Privacy policies have become effectively universal for digital and platform services, even where not in theory required by local law (Hayne Reference Hayne2007). All the T2T models in our study, regardless of jurisdiction, had a privacy policy. However, at the early stage of industry evolution we covered, in many cases they were that of the parent company’s general privacy policies, rather than specially tailored for foundation models. In the wider ecology of models, some had no privacy policy at all and others bore evidence of having been cut and pasted from large social media network or e-commerce templates without much thought of applying them to the new world of foundation models.
The GDPR offers several significant user rights against data controllers including information and subject access rights, the right to erasure of personal data (“to be forgotten”), the right to rectification, rights to data portability, the right to object to processing including profiling and the right to object to solely automated decision-making (GDPR, Chapter III). If personal data are used in training sets to build large models, then there must be a lawful ground of processing (GDPR, art 6). Purpose limitation, DP impact assessments and the age at which children can consent will also, inter alia, be relevant. Many of these issues were raised in the (ongoing) Italian action, and the European Data Protection Board is currently constructing guidance on how large models should (if it is even possible) comply with GDPR rules. However, we found evidence of relative failure of model providers in early 2023 to engage with DP user rights.
Of the 13 models we studied (Table 2), 9 models referenced the GDPR in their privacy policies (if they had one). However, seven explicitly mentioned the California Consumer Privacy Act (CCPA). Of these, LENSA, a Russian service, stood out with a special California Notice and Collection and Privacy Notice (LENSA, Reference LENSA2023b).
All of the T2T models we studied (Table 2) offered at least an email address to enable objection to and removal of user data. The privacy policies of the other models studied were however far less consistent. In most models studied, providers used boilerplate clauses to talk about the processing of data supplied by subscribers such as registration data and prompts. The much more difficult questions around processing personal data from the public Internet as input to training datasets were not raised. It can be argued that T&C relate only to the relationship between provider and user so issues around the provenance of the training set are irrelevant – but this is patently not true of DP notices which should give third parties as well as contractual partners notice of processing of their data and subject access and other user rights (GDPR, art 14 and Chapter III).

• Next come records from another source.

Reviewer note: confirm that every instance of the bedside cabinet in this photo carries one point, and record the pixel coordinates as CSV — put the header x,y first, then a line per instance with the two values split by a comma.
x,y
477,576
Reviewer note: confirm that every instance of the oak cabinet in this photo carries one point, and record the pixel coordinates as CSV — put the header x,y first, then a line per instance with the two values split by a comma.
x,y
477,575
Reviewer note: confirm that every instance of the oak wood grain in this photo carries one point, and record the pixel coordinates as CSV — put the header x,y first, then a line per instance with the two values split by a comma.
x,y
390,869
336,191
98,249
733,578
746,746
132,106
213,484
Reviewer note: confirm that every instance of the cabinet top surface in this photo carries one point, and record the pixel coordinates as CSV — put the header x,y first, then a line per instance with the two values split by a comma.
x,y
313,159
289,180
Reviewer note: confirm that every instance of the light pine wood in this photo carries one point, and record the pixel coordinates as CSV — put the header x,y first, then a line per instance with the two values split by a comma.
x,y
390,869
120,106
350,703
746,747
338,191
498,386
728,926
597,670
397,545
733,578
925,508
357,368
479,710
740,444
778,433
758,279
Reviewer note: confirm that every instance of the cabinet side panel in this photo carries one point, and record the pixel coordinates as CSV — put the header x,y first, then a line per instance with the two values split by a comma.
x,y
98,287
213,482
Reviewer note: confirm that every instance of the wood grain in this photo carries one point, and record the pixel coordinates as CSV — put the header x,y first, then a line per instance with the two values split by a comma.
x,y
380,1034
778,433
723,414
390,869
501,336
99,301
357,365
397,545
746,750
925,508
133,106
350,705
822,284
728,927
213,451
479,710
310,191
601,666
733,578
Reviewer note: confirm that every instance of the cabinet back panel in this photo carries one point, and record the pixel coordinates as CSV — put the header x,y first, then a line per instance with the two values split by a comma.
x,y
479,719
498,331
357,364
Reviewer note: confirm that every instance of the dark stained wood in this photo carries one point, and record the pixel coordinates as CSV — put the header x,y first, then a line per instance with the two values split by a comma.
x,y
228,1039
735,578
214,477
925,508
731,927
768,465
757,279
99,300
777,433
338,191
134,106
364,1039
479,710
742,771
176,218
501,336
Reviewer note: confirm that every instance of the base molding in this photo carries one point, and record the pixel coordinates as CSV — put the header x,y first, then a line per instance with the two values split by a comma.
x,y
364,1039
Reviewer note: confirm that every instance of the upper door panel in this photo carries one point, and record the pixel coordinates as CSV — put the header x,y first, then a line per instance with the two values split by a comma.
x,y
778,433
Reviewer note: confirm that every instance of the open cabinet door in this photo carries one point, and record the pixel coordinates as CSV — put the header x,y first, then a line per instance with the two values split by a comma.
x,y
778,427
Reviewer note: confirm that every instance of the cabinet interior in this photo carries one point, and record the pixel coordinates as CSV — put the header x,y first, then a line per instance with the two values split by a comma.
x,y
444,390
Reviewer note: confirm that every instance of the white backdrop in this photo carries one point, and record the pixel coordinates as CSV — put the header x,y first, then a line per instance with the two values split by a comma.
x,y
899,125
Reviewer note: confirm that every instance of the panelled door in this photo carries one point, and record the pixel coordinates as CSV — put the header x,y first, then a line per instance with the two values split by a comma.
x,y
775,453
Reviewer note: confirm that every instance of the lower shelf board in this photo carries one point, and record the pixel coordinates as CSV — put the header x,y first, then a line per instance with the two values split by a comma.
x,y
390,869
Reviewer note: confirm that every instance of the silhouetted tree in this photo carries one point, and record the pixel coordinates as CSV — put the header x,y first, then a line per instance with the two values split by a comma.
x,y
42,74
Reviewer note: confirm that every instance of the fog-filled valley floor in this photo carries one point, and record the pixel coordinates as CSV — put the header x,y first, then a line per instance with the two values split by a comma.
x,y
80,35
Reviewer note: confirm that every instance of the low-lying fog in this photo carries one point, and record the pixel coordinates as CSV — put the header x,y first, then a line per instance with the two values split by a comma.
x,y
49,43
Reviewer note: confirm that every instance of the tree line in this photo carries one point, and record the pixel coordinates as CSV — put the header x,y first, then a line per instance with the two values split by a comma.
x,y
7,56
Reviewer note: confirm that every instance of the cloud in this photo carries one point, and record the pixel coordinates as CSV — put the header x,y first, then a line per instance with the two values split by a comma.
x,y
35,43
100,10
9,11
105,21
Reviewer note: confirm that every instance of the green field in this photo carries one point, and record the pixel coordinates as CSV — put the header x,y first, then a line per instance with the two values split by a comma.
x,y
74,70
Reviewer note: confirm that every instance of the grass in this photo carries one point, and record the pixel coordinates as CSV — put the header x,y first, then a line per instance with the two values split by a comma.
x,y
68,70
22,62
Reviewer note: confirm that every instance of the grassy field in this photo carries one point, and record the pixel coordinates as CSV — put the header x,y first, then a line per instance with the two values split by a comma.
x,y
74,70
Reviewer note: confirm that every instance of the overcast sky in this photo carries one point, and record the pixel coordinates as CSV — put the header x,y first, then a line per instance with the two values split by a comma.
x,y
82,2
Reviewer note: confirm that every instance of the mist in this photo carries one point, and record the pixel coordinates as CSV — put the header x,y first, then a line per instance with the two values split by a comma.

Eleven out of thirteen models studied (Table 2) offered clear contact information, such as an email address or a link to a form within their privacy policies. In first quarter 2023, none of these 13 models included much information about data rights other than subject access rights and the right of erasure. Open AI, providers of ChatGPT, gave no lawful ground for processing data and said only to email them about erasure rights. Compared to the well-trodden path for fulfilling the “right to be forgotten” (Zhang et al., Reference Zhang, Finckenberg-Broman, Hoang, Pan, Xing, Staples and Xu2024) since 2014 in the wake of Google Spain (Court of Justice of the European Union, 2014; Court of Justice of the European Union, 2023) for platforms and search engines, this seemed little more than a token effort.
Due to the lack of information about DP in our survey in April 2023, we chose to do another sweep at end 2023 (Table 2). By then, 12 out of 13 models had decided to update their privacy policies. All 12 now make more, though not completely comprehensive, mention of the range of DP user rights. This is a positive trend away from the DP “wild west.” But most still only offer an email address as means of complaint (9 out of 13). Two still do not do even that. For larger providers, because privacy policies are generally applicable to all generative AI services provided, and sometimes all services offered in toto by a company such as Google (Google generally only have one privacy policy and set of T&Cs across all their services; however, they altered that policy on 22 May 2024 to incorporate some extra terms relating to generative AI into their main conditions including notably their statement that (in line with this papers findings) ownership in outputs belongs to the user. See the extra terms; Google, 2024), it is extremely difficult to work out what particular models are doing with users’ data. Almost certainly, further action by DPA regulators and privacy advocates as well perhaps as the Federal Trade Commission in the USA, will be necessary to force more than lip service compliance. It is notable that Open AI only threw up a RTBF form and added a lawful ground for processing straight after they were banned in Italy by the Garante and they still, as of April 2024, declare that the right of rectification is beyond their abilities (As we went to press, NoYB the privacy NGO announced they were suing ChatGPT for failing to comply with the right to rectification: “ChatGPT provides false information about people, and OpenAI can’t correct it,” NoYB point out that OpenAI themselves admit that “factual accuracy in large language models remains an area of active research” – showing the importance of documentary admissions on model provider websites – see NoYB, 2024). It is fair to say that DP compliance by large models is still very much a work in progress.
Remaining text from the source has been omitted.